İşte Gerçek Bir Minnettarlığın Gerçek Bir Adamın Aşkının Hikayesi
Seversin Kavuşamazsın ,Aşk Olur
Anadolu'nun bir köyünde sakin bir akşam karı koca uyumak için yatağa girerler.. Kadının gözüne bir türlü uyku girmez, çünkü o gece özeldir..O gece kocasını terk edecektir..Hem de sevgilisi ile köyden kaçarak.. Kocasının uyumasından epey bir zaman sonra pencerede beklediği taşın sesini duyar kadın.. Ayakkabılarını giyip, önceden hazırladığı eşyalarını alıp bahçede bekleyen sevgilisinin yanına gider ve koşarak oradan kaçarlar.. Koşarlarken kadının ayağını bir şey rahatsız eder, ayakkabısının içinde bir şey vardır ama kadın mecburdur koşmaya ayağını rahatsız eden şey için durma lüksü yoktur.. Anadolu'dur burası..Töredir, cinayettir geride bıraktıkları.. Belli bir mesafe uzaklaştıktan sonra nefeslenmek için dururlar. Kadın duraksamayı fırsat bilip nefes nefese derki; ''Evden çıktığımdan beri ayakkabımın içinde bir şey var beni rahatsız ediyor'' çıkartıp bakar.. Oda ne?

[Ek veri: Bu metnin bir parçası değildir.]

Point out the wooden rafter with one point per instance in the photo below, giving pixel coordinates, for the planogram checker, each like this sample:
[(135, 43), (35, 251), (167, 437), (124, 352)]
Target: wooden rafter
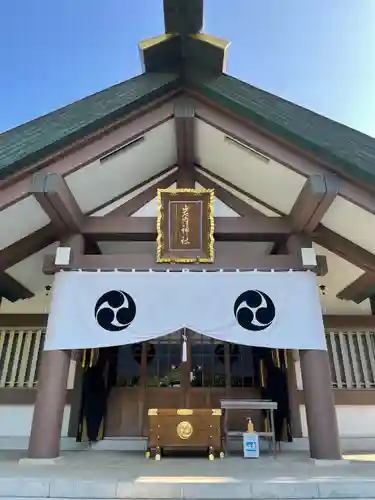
[(12, 289), (255, 228), (314, 200), (140, 200), (360, 289), (54, 196)]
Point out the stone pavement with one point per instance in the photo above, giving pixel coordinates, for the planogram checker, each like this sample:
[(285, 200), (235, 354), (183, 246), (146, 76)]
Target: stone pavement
[(110, 475)]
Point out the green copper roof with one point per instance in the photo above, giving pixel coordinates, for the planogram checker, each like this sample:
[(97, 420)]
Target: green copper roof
[(342, 147), (184, 57), (38, 138)]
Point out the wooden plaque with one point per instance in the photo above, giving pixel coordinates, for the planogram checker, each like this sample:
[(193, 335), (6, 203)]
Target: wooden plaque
[(185, 225)]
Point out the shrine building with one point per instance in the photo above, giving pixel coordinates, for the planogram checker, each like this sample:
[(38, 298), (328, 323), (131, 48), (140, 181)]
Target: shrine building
[(181, 239)]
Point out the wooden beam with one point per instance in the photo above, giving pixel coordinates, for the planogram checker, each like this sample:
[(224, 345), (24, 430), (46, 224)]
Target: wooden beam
[(146, 261), (141, 199), (313, 202), (236, 204), (117, 228), (12, 289), (184, 119), (27, 246), (56, 199), (344, 248), (360, 289)]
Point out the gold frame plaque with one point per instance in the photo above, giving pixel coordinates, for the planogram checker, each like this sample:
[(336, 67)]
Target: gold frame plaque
[(185, 226)]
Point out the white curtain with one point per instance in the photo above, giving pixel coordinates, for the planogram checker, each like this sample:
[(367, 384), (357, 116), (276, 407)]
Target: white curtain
[(269, 309)]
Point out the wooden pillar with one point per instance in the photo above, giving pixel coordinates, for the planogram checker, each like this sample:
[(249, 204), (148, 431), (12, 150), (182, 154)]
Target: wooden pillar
[(49, 405), (295, 415), (320, 405)]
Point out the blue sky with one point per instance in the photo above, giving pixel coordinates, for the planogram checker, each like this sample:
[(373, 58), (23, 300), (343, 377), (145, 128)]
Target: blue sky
[(317, 53)]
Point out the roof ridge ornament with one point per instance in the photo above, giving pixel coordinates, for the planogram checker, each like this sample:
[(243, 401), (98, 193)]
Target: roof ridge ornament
[(183, 48)]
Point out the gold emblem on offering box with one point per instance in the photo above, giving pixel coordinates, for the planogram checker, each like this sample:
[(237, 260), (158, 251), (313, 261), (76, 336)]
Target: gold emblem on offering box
[(185, 225), (184, 430)]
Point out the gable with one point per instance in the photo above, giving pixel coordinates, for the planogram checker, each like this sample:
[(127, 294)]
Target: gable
[(44, 136)]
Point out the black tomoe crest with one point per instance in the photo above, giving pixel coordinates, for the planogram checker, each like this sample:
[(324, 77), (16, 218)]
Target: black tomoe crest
[(254, 310), (115, 310)]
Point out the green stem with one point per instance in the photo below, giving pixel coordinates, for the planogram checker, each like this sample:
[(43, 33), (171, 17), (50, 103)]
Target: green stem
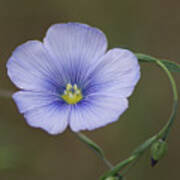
[(163, 133)]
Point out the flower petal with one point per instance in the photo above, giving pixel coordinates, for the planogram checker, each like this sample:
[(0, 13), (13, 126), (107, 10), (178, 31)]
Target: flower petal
[(74, 40), (117, 74), (52, 118), (29, 100), (31, 68), (77, 48), (98, 112)]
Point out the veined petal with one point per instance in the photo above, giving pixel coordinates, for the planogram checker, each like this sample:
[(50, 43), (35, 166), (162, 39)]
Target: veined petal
[(78, 47), (31, 68), (51, 118), (117, 74), (29, 100), (97, 112)]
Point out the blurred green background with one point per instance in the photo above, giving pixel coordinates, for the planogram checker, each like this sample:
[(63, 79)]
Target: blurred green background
[(152, 27)]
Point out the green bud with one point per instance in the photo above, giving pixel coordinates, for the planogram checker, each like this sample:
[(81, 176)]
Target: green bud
[(158, 151)]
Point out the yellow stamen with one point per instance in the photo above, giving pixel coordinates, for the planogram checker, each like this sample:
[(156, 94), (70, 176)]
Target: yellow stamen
[(72, 94)]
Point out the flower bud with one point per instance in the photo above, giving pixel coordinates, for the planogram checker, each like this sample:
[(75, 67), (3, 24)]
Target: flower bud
[(158, 151)]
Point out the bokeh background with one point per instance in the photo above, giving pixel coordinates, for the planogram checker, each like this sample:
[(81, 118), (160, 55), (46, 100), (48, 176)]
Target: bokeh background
[(148, 26)]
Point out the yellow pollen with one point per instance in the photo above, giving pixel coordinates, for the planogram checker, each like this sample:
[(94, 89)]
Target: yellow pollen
[(72, 94)]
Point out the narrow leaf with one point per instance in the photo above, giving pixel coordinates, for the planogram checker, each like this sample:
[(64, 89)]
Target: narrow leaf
[(172, 66)]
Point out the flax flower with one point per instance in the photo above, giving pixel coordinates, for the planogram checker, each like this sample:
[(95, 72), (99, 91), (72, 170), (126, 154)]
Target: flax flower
[(70, 79)]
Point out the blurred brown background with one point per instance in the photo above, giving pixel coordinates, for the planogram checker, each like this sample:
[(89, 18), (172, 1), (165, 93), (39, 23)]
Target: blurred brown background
[(149, 26)]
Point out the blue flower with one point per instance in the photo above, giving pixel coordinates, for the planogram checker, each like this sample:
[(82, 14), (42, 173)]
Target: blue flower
[(70, 79)]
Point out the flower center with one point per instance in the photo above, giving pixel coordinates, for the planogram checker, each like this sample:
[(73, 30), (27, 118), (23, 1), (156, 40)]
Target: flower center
[(72, 94)]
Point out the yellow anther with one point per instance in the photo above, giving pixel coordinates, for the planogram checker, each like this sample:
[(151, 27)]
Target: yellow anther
[(72, 94), (68, 87)]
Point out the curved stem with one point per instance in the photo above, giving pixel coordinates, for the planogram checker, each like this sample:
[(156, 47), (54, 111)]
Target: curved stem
[(163, 133)]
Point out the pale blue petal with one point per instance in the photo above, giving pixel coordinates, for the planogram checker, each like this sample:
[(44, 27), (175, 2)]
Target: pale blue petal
[(97, 112), (31, 68), (29, 100), (76, 47), (117, 74), (51, 118)]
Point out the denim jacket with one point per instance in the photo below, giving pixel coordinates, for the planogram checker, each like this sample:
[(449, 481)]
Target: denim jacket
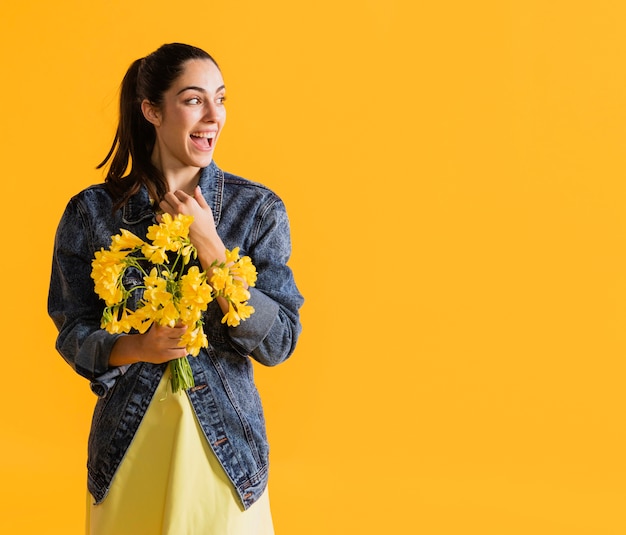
[(225, 399)]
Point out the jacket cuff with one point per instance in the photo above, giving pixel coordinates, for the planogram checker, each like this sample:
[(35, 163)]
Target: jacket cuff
[(251, 332)]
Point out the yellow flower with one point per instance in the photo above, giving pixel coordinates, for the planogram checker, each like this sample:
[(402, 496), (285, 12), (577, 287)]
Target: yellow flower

Ayakkabısının içinde bir tomar para! Kocası her şeyin farkında.. Biliyor ki gidecek. ''Beni terk edecek ama bunca yıl çorbasını içtim, çamaşırımı yıkadı, ütüledi bana emeği geçti namerde muhtaç olmasın..'' O yoksul köylü, bütün parasını kendisini başka bir adam için terk eden karısının, giderek kendisinden uzaklaşan adımları attığı ayakkabısının içine koymuştur.. Bu hareketi yapan kişi ne üniversite mezunudur nede yüksek lisans yapmıştır. Hatta hayatında tek bir kitap okumamış okuyamamıştır.. O güzel insan, o onurlu davranışı sergileyen, o terk edilen adamı Hepiniz tanıyorsunuz.. Şimdi sorarım size; Bu memlekete töre cinayetleri, kadına karşı uygulanan şiddet mi yakışır yoksa, Aşık Veysel gibi hayatında hiç kitap okumasa, okuyamasa bile kitap gibi hayatlar yaşayan adamlar mı yakışır?
Biliyor muydunuz Uzun İnce Bir Yoldayım türküsünün hikayesini işte az önce okudunuz.